A study published in 2015 analyzed 36 patients post solid organ transplant that presented between 2000 and 2010 with MMF-associated colitis found that only 9% of patients had colitis diagnosed by colonoscopy.26 The most common presentation was diarrhea in 83% of patients. Half of the patients had a histological feature of acute colitis-like changes, 36% of patients had inflammatory bowel disease-like features, 5.6% had ischemic-like changes, and 8.3% of patients had changes similar to graft-versus-host disease changes.26 However, the classically described changes of the MMF-associated colitis are crypt architecture disarray, dilated damaged crypts, and increased epithelial apoptosis, which was identical to our histopathological findings.30 In further analysis of the previously mentioned study, they found an increased risk of MMF-associated colitis in renal transplant patients compared to other solid organ transplant cases, and the least rate being in patients with liver transplants.26 This can be explained by the fact that the active metabolite of the drug (i.e., MPA) is eliminated by the urinary system, which is affected in a patient with renal transplant.23 Our patient was admitted with deterioration of the graft function and developed symptoms during this period which could have increased the level of the MPA in the blood leading to the complication. Another suggested reason is the fact that renal transplanted patients require more immunosuppressive medications compared to other transplanted solid organs.26 As the drug is metabolized to the active form in the liver, this could explain the lower rates of colitis in this subgroup.

There is no current guideline that draws the roadmap to treat patients with MMF-associated colitis. Different reports used different expert opinion-based practices including the most commonly used approach by solely stopping or lowering MMF doses,30,32 which is similar to our approach. In our patient, the MMF was stopped after confirming the diagnosis by histopathology and the medication was replaced by everolimus. Other reports used other approaches like adding steroids as part of the treatment.11 However, no study has compared the efficacy of different treatment options. In our patient, the symptoms stopped subsequently after stopping the mycophenolate and she did not have further episodes of diarrhea during her follow-up appointments. Other reports used other approaches like adding prednisone and/or infliximab as part of the treatment. Bouhbouh et al,36 used a single infusion of 5 mg/Kg of infliximab after failure of response to MMF discontinuation, and 50 mg of prednisolone intravenous daily for two weeks.

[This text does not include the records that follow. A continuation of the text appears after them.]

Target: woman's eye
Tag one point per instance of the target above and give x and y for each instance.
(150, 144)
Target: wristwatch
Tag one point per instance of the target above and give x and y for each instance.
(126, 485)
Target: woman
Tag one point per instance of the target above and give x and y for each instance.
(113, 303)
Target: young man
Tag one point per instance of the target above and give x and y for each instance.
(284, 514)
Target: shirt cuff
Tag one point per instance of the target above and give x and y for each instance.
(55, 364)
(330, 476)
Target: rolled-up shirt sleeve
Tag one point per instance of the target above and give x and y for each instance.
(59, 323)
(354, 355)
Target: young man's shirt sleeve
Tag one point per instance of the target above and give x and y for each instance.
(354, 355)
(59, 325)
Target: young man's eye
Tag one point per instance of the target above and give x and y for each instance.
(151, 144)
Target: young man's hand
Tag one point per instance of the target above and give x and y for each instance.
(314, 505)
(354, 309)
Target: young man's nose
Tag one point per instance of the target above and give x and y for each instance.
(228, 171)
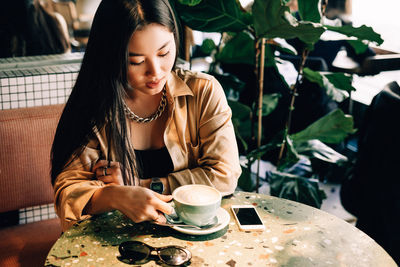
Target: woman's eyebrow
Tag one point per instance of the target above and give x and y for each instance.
(131, 54)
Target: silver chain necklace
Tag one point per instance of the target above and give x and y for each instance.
(163, 103)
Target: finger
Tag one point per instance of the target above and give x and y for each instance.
(161, 204)
(161, 218)
(107, 179)
(165, 198)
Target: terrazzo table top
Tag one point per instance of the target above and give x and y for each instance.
(295, 235)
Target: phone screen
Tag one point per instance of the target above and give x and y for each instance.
(247, 216)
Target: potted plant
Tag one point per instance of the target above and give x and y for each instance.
(251, 38)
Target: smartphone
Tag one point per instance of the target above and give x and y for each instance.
(247, 217)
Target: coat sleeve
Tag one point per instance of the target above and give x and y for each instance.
(75, 186)
(216, 154)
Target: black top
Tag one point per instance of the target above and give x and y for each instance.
(154, 163)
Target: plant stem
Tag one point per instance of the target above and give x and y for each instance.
(260, 99)
(292, 100)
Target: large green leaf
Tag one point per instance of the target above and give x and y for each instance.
(215, 16)
(272, 19)
(189, 2)
(332, 128)
(363, 32)
(239, 49)
(291, 155)
(333, 83)
(297, 188)
(207, 46)
(310, 10)
(270, 101)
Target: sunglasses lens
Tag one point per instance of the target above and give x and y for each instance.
(135, 251)
(174, 256)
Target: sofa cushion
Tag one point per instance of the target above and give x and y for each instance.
(28, 244)
(26, 136)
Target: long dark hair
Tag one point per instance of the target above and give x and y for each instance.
(96, 101)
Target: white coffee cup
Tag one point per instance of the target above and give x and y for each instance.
(196, 204)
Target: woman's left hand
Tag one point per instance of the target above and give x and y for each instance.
(109, 172)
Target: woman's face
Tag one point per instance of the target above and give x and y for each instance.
(152, 54)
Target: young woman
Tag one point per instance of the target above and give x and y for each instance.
(134, 122)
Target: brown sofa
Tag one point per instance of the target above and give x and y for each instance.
(26, 135)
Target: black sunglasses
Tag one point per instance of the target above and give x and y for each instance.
(137, 252)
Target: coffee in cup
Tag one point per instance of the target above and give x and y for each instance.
(196, 204)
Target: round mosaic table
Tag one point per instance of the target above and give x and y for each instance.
(295, 235)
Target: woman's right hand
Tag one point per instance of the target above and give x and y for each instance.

However, no study has compared the efficacy of different treatment options. In our case, the cause of the renal derangement was under investigation and no specific reason was found.


MMF-induced enterocolitis is uncommon, and it may be associated with debilitating complications. This case shows a unique presentation of MMF-induced colitis with normal biochemical and imaging findings initially. Data is scarce regarding why some patients have refractory colitis and why some get it shortly after using the medications while others get it late, besides the limited data regarding the management approach with the benefits of oral, intravenous steroids, or biologic therapy with infliximab, and the need for endoscopic reassessment for mucosal recovery and healing. We suggest further evaluation of MMF-associated colitis to formulate an evidence-based method to approach patients with MMF-associated colitis, including the criteria for the colonoscopy, possibly mandating biopsy as a large portion of patients can have normal mucosa by the endoscopy, and evaluating treatment options efficacy.


The authors declared no conflicts of interest. A consent was given by the patient.